A Billy Bunker lining being installed in a sand trap.

More recently, the geotextile liner was replaced by a specialized polymer designed specifically for binding stone/gravel in bunkers. By retaining its porosity, this gravel layer provides the fastest draining layer on the market – a method now known as the “Better Billy Bunker.” Hundreds of courses have begun to switch to this porous, faster‑draining layer as part of their renovations. Thus far, one of the primary benefits has been the allocation of resources to areas other than bunker maintenance, specifically after heavy rain events.

“Regardless of the weather, golf course owners don’t have to worry about losing rounds due to poor bunker conditions,” says Todd Jenkins, the vice president of Billy Bunker.


For more than 10 years, SubAir Systems has worked with supers to seek out new solutions for perfecting greens and playing surfaces as courses are renovated.

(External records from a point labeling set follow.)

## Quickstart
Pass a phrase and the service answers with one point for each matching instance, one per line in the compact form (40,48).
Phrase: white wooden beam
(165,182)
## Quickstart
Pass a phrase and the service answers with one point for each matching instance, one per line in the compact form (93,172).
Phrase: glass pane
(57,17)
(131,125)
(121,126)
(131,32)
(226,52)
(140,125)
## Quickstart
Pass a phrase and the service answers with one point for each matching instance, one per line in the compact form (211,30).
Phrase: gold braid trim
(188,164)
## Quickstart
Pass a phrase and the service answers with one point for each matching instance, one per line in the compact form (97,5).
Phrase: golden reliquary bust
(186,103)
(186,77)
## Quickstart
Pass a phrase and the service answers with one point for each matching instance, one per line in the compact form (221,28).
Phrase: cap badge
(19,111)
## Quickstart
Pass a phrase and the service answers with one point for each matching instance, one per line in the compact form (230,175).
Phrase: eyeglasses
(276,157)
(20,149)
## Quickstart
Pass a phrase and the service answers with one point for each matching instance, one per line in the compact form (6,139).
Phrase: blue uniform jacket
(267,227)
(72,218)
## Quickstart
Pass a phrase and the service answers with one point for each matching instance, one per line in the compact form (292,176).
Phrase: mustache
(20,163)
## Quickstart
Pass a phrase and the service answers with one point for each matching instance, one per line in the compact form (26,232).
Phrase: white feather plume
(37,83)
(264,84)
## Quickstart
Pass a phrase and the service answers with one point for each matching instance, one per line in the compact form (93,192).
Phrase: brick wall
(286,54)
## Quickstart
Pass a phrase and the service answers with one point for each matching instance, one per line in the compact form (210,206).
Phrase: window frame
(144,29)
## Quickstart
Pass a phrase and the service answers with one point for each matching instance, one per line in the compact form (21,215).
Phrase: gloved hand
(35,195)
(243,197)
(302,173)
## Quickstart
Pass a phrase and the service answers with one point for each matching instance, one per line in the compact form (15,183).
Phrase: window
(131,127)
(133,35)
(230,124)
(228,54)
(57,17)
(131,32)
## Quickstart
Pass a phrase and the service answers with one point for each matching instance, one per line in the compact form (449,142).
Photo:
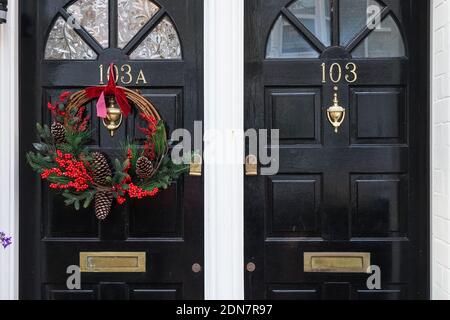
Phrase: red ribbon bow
(110,90)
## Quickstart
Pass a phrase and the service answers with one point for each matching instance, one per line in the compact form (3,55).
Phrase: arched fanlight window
(143,19)
(367,29)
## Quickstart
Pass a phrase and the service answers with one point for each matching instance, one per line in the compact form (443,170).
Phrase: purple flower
(6,241)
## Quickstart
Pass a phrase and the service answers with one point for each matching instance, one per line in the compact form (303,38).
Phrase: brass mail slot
(341,262)
(112,262)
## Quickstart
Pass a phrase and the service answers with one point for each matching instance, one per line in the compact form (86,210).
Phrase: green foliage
(76,200)
(76,142)
(136,152)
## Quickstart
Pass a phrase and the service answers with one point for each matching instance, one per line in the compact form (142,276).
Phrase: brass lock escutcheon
(107,262)
(336,114)
(251,165)
(195,169)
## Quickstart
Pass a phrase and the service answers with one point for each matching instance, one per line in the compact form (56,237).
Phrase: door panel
(168,228)
(363,189)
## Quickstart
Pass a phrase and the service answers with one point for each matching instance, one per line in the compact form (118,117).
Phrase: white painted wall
(9,172)
(441,150)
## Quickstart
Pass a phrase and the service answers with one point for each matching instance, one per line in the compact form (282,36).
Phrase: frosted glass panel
(385,41)
(316,16)
(65,44)
(286,42)
(132,16)
(93,16)
(161,43)
(356,15)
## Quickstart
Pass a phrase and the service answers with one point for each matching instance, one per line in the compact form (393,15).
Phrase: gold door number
(334,72)
(124,73)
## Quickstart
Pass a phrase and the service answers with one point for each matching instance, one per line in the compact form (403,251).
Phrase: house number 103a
(123,73)
(335,72)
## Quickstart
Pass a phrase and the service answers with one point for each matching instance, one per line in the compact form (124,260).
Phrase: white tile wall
(441,151)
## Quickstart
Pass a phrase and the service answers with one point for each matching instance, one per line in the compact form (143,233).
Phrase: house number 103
(335,72)
(123,73)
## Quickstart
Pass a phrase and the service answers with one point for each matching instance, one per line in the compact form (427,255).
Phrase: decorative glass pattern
(316,16)
(286,42)
(161,43)
(65,44)
(92,15)
(132,16)
(385,41)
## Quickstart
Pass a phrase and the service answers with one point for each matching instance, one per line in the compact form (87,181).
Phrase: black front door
(157,47)
(346,83)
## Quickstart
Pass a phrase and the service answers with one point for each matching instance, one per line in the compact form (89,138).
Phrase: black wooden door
(345,200)
(158,48)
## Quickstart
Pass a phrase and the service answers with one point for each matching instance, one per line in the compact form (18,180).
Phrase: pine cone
(144,168)
(58,132)
(101,168)
(103,204)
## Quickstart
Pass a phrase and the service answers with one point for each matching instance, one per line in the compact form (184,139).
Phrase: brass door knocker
(336,114)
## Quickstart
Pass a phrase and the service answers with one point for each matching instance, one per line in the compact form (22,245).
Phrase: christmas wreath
(63,159)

The company is a leading innovator in subsurface aeration and moisture removal, with systems that drain excessive moisture 36 times faster than natural gravity drainage.

Tracking for a SubAir moisture removal system installed below a green.

The system is invisible to the naked eye and more advances are being rolled out that are comprehensive, affordable and easy to monitor.

SubAir’s Control Center will advance the ability to monitor, relay and respond to superintendents’ commands from any web connected device, or respond automatically to pre‑set subsurface conditions, says SubAir Systems President Jay Penney. Meanwhile, the company’s TurfWatch technology will simplify operations and scheduling, along with superintendents’ immediate responses to changing course conditions.

Although golfers won’t notice, all insight with regards to soil conditions (moisture, salinity and temperature levels) at courses with SubAir Systems, can also be immediately reviewed in real-time by maintenance staff members on smartphones, tablets or computers.


When it comes to golf irrigation, new advances – from two‑wire technology to closer‑spaced sprinkler systems – are an increasingly major part of many course renovation projects.

These new products being incorporated underground at facilities not only directly influence soil conditions, but also save water and money in the long run, are relatively easy to install, and give superintendents far greater control.

Two‑wire systems only require a single cable that offers power (along with communication) to and from each sprinkler head. By providing this power and communication along a wire path, which connects sprinkler heads with one another, two‑wire systems also use thousands of feet less copper wire than controller‑based systems, resulting in potentially significant savings.

A course superintendent sets his irrigation plan.

To further reduce costs and, ultimately, water usage, supers are also using closer spaced sprinkler systems. When compared to sprinklers that are 15 to 20 years old, the newer systems improve water distribution considerably.

“The efficiency of these modern, closer spaced systems have led to 10 to 30 percent savings in water use,” says Ian H. Williams, the national specification manager for Rain Bird Corporation’s golf division. “Through properly designed spacing, more and more courses are noticing these savings.”

As evidenced by these systems, along with the myriad of other recent technological advances, there’s no question that nothing spurs renovations more today than the technology often hidden behind (or under) the scenes.